By means of a search protocol, information was retrieved from the multidisciplinary database platforms with the greatest worldwide recognition, Web of Science (WoS) Core Collection and Scopus, without a time restriction, as the behavior of the subject from its beginnings in the aforementioned databases was analyzed, as can be seen in Figure 2. Prior to an exhaustive review of the literature, the search equations described for each bibliographic database (Table 3) were used to retrieve records and create the dataset for the study, during the record extraction: 16-08-21.

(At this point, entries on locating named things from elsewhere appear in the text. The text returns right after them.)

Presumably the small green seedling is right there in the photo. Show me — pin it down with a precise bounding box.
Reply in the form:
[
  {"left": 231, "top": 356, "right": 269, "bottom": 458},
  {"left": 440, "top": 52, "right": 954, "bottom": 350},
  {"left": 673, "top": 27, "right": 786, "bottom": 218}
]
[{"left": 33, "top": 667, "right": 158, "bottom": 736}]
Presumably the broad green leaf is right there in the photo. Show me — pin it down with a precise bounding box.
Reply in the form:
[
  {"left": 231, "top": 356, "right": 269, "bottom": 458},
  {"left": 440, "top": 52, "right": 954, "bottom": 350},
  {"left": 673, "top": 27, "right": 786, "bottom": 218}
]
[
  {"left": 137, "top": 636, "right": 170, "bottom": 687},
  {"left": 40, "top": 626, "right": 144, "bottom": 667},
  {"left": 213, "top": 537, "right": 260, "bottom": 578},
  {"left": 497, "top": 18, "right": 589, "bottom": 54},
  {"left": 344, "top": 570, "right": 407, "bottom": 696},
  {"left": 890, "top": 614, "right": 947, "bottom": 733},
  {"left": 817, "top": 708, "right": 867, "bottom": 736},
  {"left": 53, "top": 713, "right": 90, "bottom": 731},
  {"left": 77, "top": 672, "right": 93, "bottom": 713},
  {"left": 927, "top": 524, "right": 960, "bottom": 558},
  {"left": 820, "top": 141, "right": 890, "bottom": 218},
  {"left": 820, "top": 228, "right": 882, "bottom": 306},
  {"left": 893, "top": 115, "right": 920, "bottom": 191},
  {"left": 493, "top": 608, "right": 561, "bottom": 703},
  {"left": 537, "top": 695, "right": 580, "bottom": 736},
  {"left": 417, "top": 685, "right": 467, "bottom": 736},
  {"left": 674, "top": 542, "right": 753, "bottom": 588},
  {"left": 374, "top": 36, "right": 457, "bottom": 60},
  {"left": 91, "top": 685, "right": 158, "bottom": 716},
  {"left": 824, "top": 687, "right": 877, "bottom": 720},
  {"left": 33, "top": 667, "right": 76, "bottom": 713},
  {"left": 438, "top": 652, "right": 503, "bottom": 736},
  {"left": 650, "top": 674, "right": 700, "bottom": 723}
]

The TS and TITLE-ABS-KEY field codes retrieved the records used, including the titles, abstracts and keywords of the documents. The document typologies were “article”, “review”, “conference paper” or proceedings papers. The 350 and 1058 records retrieved from Web of Science and Scopus, respectively (see Figure 2), were exported to EndNote, which enabled duplicates to be removed and the subsequent single database with 1231 documents to be created. Quality control of the documents was then carried out in accordance with the objectives of the study.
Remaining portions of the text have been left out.